Diese Datei beschreibt ein Notebook im JSON-Format. Jede Zelle und ihr Inhalt einschließlich Bildern werden dort zusammen mit einigen Metadaten aufgelistet. Ihr könnt euch diese anschauen wenn ihr im Dashboard das Notebook auswählt und dann auf edit klickt. So sieht z.B. die JSON-Datei für my-first-notebook.ipynb folgendermaßen aus:

{
 "cells": [
  {
   "cell_type": "markdown",
   "metadata": {},
   "source": [
    "# My first notebook"
   ]
  },
  {
   "cell_type": "code",
   "execution_count": 1,
   "metadata": {},
   "outputs": [
    {
     "name": "stdout",
     "output_type": "stream",
     "text": [
      "Hello World!\n"
     ]
    }
   ],
   "source": [
    "print('Hello World!')"
   ]
  }
 ],
 "metadata": {
  "kernelspec": {
   "display_name": "Python 3",
   "language": "python",
   "name": "python3"
  },
  "language_info": {
   "codemirror_mode": {
    "name": "ipython",
    "version": 3
   },
   "file_extension": ".py",
   "mimetype": "text/x-python",
   "name": "python",
   "nbconvert_exporter": "python",
   "pygments_lexer": "ipython3",
   "version": "3.7.0"
  }
 },
 "nbformat": 4,
 "nbformat_minor": 2
}

Speichern und Checkpoints

Beim Klick auf Save and Checkpoint wird eure ipynb-Datei gespeichert. Aber was hat es mit dem Checkpoint auf sich?

Jedesmal, wenn ihr ein neues Notebook anlegt, wird auch eine Datei angelegt, die üblicherweise alle 120 Sekunden automatisch eure Änderungen speichert. Dieser Checkpoint findet sich üblicherweise in einem versteckten Verzeichnis namens .ipynb_checkpoints/. Diese Checkpoint-Datei ermöglicht euch daher, eure nicht gespeicherten Daten im Falle eines unerwarteten Problems wiederherzustellen. Ihr könnt in File ‣ Revert to Checkpoint zu einer der letzten Checkpoints zurückgehen.

Tipps & Tricks

  1. Gebt dem Notebook einen Titel (# My title) und ein aussagekräftiges Vorwort um den Inhalt und Zweck des Notebooks zu beschreiben.

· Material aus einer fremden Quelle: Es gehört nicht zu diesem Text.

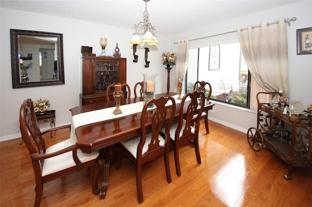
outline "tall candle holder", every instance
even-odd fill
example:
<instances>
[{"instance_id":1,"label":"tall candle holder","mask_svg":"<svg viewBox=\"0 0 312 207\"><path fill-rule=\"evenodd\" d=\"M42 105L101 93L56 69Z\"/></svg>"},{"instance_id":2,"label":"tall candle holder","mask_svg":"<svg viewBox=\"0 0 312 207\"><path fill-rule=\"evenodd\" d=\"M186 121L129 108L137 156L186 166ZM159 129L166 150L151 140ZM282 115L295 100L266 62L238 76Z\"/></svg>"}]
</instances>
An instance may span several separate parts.
<instances>
[{"instance_id":1,"label":"tall candle holder","mask_svg":"<svg viewBox=\"0 0 312 207\"><path fill-rule=\"evenodd\" d=\"M177 90L178 90L178 92L179 93L179 97L177 98L178 100L182 100L182 98L181 98L181 92L182 92L182 81L181 81L181 80L179 79L179 80L177 82Z\"/></svg>"},{"instance_id":2,"label":"tall candle holder","mask_svg":"<svg viewBox=\"0 0 312 207\"><path fill-rule=\"evenodd\" d=\"M181 93L182 92L182 86L178 86L177 87L178 92L179 93L179 97L177 97L176 99L177 99L178 100L182 100L182 98L181 98Z\"/></svg>"},{"instance_id":3,"label":"tall candle holder","mask_svg":"<svg viewBox=\"0 0 312 207\"><path fill-rule=\"evenodd\" d=\"M120 99L122 97L122 91L115 91L113 93L113 97L116 102L116 109L114 110L113 113L115 115L122 114L122 111L119 108L120 105Z\"/></svg>"},{"instance_id":4,"label":"tall candle holder","mask_svg":"<svg viewBox=\"0 0 312 207\"><path fill-rule=\"evenodd\" d=\"M150 100L155 99L155 77L156 74L143 74L144 77L143 86L143 100L144 104ZM150 105L148 107L154 107L154 104Z\"/></svg>"}]
</instances>

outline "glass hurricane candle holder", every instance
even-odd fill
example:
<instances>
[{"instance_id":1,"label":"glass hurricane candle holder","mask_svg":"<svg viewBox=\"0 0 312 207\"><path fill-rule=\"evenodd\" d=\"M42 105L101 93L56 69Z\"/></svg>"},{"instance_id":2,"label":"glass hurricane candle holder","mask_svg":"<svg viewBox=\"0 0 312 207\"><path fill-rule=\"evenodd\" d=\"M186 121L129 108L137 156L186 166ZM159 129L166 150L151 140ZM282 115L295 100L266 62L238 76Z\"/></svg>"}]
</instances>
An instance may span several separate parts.
<instances>
[{"instance_id":1,"label":"glass hurricane candle holder","mask_svg":"<svg viewBox=\"0 0 312 207\"><path fill-rule=\"evenodd\" d=\"M155 78L156 74L143 74L144 77L143 85L143 100L144 105L150 100L155 99ZM150 105L149 108L154 106L154 104Z\"/></svg>"},{"instance_id":2,"label":"glass hurricane candle holder","mask_svg":"<svg viewBox=\"0 0 312 207\"><path fill-rule=\"evenodd\" d=\"M122 111L119 108L120 105L120 99L122 97L122 91L115 91L113 94L113 97L116 102L116 109L114 110L113 113L115 115L122 114Z\"/></svg>"},{"instance_id":3,"label":"glass hurricane candle holder","mask_svg":"<svg viewBox=\"0 0 312 207\"><path fill-rule=\"evenodd\" d=\"M177 87L177 90L178 90L178 92L179 93L179 97L177 97L177 98L176 99L177 99L178 100L182 100L182 98L181 98L181 93L182 92L182 86L178 86Z\"/></svg>"}]
</instances>

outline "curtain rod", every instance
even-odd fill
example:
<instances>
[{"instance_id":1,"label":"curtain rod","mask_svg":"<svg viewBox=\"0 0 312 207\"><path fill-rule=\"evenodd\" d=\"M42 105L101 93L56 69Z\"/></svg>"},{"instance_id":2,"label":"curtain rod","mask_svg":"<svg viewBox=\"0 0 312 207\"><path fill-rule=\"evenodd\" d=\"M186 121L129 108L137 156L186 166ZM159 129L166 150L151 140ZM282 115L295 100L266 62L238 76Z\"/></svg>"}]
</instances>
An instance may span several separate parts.
<instances>
[{"instance_id":1,"label":"curtain rod","mask_svg":"<svg viewBox=\"0 0 312 207\"><path fill-rule=\"evenodd\" d=\"M285 22L285 23L288 23L288 26L289 26L290 27L290 26L291 26L291 21L295 21L296 20L297 20L297 17L293 17L292 18L287 18L287 19L285 19L284 21ZM275 21L274 22L267 23L267 26L269 26L270 25L273 24L278 24L278 21ZM256 27L261 27L261 25L257 25L257 26L253 26L252 27L252 28L253 29L254 29L254 28L255 28ZM247 30L248 29L248 28L241 29L240 31L243 31L243 30ZM220 35L226 34L230 34L230 33L235 33L235 32L237 32L237 30L234 30L234 31L228 32L224 33L221 33L221 34L217 34L212 35L210 35L210 36L205 36L205 37L199 37L199 38L196 38L195 39L192 39L189 40L189 41L198 40L198 39L205 39L206 38L212 37L215 36L219 36ZM177 43L178 43L177 42L174 42L174 44L177 44Z\"/></svg>"}]
</instances>

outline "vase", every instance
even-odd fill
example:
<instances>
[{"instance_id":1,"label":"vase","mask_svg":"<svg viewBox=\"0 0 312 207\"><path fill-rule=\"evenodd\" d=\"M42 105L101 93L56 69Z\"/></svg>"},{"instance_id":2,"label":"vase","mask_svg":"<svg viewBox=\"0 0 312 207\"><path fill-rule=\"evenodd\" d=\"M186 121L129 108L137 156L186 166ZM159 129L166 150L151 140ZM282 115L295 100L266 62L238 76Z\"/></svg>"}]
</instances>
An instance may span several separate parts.
<instances>
[{"instance_id":1,"label":"vase","mask_svg":"<svg viewBox=\"0 0 312 207\"><path fill-rule=\"evenodd\" d=\"M143 100L144 105L150 100L155 99L155 77L156 74L142 74L144 77L143 82ZM150 105L149 107L154 106Z\"/></svg>"},{"instance_id":2,"label":"vase","mask_svg":"<svg viewBox=\"0 0 312 207\"><path fill-rule=\"evenodd\" d=\"M169 96L169 90L170 89L170 70L172 68L170 68L170 65L167 65L167 71L168 72L168 77L167 78L167 95Z\"/></svg>"}]
</instances>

  2. Erstellt Überschriften und Dokumentationen in Markdown-Zellen um euer Notebook zu strukturieren und eure Workflow-Schritte zu erläutern. Dabei ist vollkommen egal, ob ihr das für eure Kollegen oder für euer zukünftig selbst macht.

  3. Verwendet Table of Contents (2) aus der Liste der Erweiterungen, um ein Inhaltsverzeichnis zu erstellen.

  4. Verwendet die Notebook-Erweiterung setup.

  5. Verwendet Snippets aus der Liste der Erweiterungen, um weitere, häufig benötigte Code-Blöcke, z.B. typische Importanweisungen, bequem einfügen zu können.